The article “From ‘rural’ Nantucket, a golden harvest for Mass.” (Page A1, Jan. 13) addresses the Medicare reimbursement formula, a complex subject of critical importance to Massachusetts hospitals that requires comment.
Nantucket Cottage Hospital has always been a rural hospital for as long as rural hospitals have been defined by the Centers for Medicare and Medicaid Services. Further, any implication that the “rural floor” adjustment to hospitals’ Medicare reimbursement is somehow unique in coming from “a national pool of money” is untrue. In fact, national budget neutrality is the norm, and has been since 1997. There are myriad other reimbursement adjustments under the Medicare program, which, all told, benefit about a third of all hospitals in the country. These Medicare adjustments are paid for — and have always been paid for — using a national allocation to which all hospitals contribute. Thus, there have always been winners and losers, and Massachusetts has been on both sides of that equation.

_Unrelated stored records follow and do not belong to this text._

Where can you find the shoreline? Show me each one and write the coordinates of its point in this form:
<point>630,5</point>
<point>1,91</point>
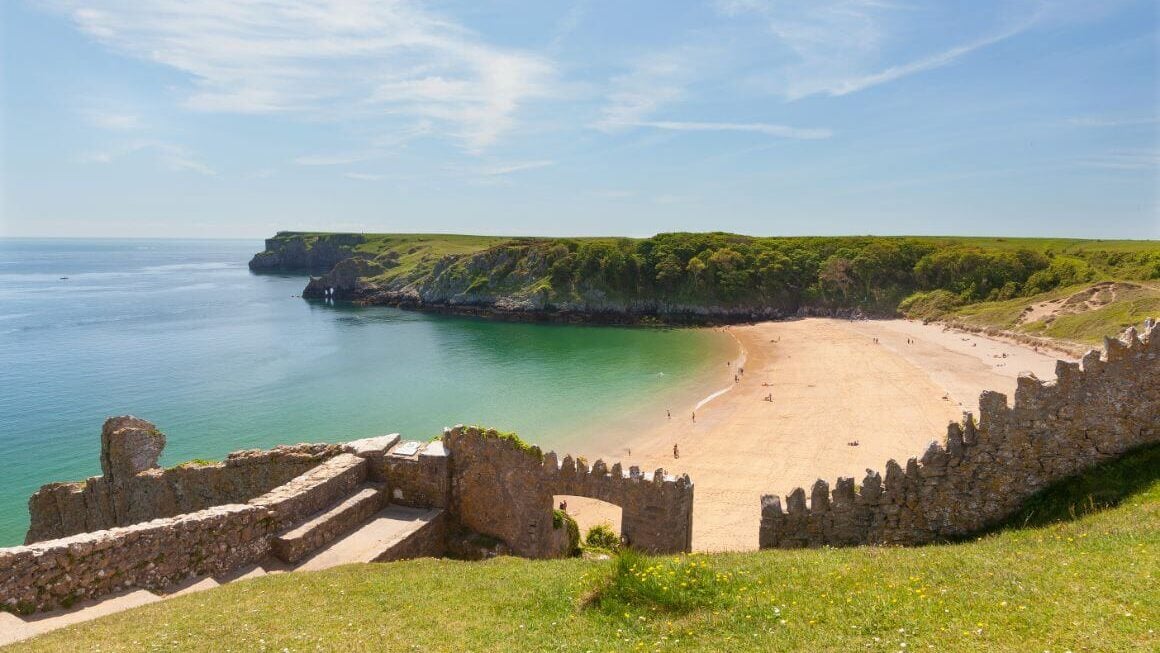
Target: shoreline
<point>832,385</point>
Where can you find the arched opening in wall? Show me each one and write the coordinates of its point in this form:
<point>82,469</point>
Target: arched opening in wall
<point>589,512</point>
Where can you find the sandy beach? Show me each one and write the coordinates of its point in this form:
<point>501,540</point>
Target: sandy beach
<point>889,385</point>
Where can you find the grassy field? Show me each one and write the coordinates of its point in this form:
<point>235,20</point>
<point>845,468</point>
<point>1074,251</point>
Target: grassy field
<point>1067,318</point>
<point>1085,578</point>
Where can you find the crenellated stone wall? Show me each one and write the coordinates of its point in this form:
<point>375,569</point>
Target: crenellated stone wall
<point>135,490</point>
<point>505,490</point>
<point>983,473</point>
<point>470,478</point>
<point>151,554</point>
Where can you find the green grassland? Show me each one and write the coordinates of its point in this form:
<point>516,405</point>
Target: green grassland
<point>979,282</point>
<point>1075,571</point>
<point>1077,323</point>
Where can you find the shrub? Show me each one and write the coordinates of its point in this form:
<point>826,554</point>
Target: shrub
<point>929,305</point>
<point>563,520</point>
<point>602,536</point>
<point>676,585</point>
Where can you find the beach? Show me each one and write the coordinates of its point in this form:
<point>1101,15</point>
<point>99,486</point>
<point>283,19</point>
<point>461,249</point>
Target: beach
<point>846,397</point>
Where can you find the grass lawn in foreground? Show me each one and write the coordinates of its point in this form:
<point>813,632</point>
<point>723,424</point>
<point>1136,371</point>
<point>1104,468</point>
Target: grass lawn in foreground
<point>1087,582</point>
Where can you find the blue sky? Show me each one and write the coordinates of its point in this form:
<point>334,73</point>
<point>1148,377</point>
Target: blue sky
<point>225,118</point>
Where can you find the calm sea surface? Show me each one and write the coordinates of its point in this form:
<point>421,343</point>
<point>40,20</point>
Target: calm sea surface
<point>180,332</point>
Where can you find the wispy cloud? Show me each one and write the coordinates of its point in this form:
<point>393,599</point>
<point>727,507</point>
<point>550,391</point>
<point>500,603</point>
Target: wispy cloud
<point>838,46</point>
<point>1124,160</point>
<point>1094,122</point>
<point>364,176</point>
<point>171,156</point>
<point>780,131</point>
<point>335,159</point>
<point>326,59</point>
<point>652,82</point>
<point>500,169</point>
<point>113,121</point>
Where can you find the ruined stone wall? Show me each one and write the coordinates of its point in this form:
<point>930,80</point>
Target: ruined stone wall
<point>984,472</point>
<point>504,490</point>
<point>420,479</point>
<point>151,554</point>
<point>132,491</point>
<point>154,554</point>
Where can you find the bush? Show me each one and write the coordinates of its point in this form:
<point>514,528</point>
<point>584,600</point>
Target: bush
<point>602,536</point>
<point>563,520</point>
<point>675,585</point>
<point>929,305</point>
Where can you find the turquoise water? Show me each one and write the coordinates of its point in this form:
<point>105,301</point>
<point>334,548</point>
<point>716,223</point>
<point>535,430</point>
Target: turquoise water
<point>182,334</point>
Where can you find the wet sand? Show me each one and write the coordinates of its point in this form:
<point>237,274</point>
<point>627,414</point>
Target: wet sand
<point>831,384</point>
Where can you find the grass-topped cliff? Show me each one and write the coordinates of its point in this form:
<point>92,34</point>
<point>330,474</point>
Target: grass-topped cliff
<point>1075,571</point>
<point>711,276</point>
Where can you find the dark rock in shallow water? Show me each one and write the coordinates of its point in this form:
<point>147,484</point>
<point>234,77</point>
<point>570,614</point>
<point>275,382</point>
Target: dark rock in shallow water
<point>289,252</point>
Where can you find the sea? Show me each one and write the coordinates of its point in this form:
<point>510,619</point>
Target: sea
<point>181,333</point>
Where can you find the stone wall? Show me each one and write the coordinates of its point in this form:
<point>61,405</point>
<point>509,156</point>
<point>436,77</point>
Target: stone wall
<point>478,479</point>
<point>504,488</point>
<point>135,490</point>
<point>983,473</point>
<point>154,554</point>
<point>151,554</point>
<point>420,479</point>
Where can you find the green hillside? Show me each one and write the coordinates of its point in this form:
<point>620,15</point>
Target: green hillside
<point>1077,577</point>
<point>713,276</point>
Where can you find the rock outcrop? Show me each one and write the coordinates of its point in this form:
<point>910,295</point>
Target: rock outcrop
<point>291,252</point>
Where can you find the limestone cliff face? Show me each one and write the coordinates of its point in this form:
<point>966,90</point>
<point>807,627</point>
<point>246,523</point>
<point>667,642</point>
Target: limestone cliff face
<point>290,252</point>
<point>512,280</point>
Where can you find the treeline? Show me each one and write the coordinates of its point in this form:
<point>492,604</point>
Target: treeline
<point>872,273</point>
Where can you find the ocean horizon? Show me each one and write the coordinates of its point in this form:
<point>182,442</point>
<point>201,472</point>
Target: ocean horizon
<point>181,333</point>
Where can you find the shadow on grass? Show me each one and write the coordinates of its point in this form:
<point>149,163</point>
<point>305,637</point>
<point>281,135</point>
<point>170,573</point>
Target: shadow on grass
<point>1101,487</point>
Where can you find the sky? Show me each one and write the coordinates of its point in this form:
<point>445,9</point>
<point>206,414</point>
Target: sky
<point>225,118</point>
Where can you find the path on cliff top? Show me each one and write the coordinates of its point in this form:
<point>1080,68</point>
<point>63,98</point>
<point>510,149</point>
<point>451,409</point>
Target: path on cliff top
<point>831,384</point>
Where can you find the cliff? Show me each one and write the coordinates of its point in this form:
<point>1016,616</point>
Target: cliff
<point>690,277</point>
<point>295,252</point>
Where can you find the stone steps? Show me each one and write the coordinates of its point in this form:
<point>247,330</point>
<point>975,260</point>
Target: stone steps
<point>394,532</point>
<point>15,629</point>
<point>327,525</point>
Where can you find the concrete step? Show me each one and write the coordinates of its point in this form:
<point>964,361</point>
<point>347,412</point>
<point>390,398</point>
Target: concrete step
<point>15,629</point>
<point>325,527</point>
<point>394,529</point>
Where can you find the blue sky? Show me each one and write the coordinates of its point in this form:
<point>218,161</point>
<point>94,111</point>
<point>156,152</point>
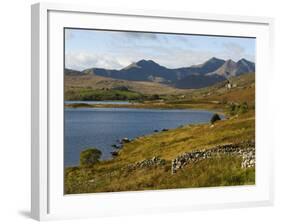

In 2008, the rural-floor adjustment was singled out for different treatment under budget neutrality. What the federal health reform law did was reinstate the payment model to its original form, which is the same for every other Medicare adjustment in existence. There was nothing in the Affordable Care Act that treated Massachusetts differently from any other state, nor did it change any other criteria for reimbursement.
Medicare rules governing hospital payments are complex and arcane, and Massachusetts hospitals support a comprehensive review and overhaul. But any changes that are made should be based on a thorough review, not narrowly directed tweaks designed to please disgruntled entities.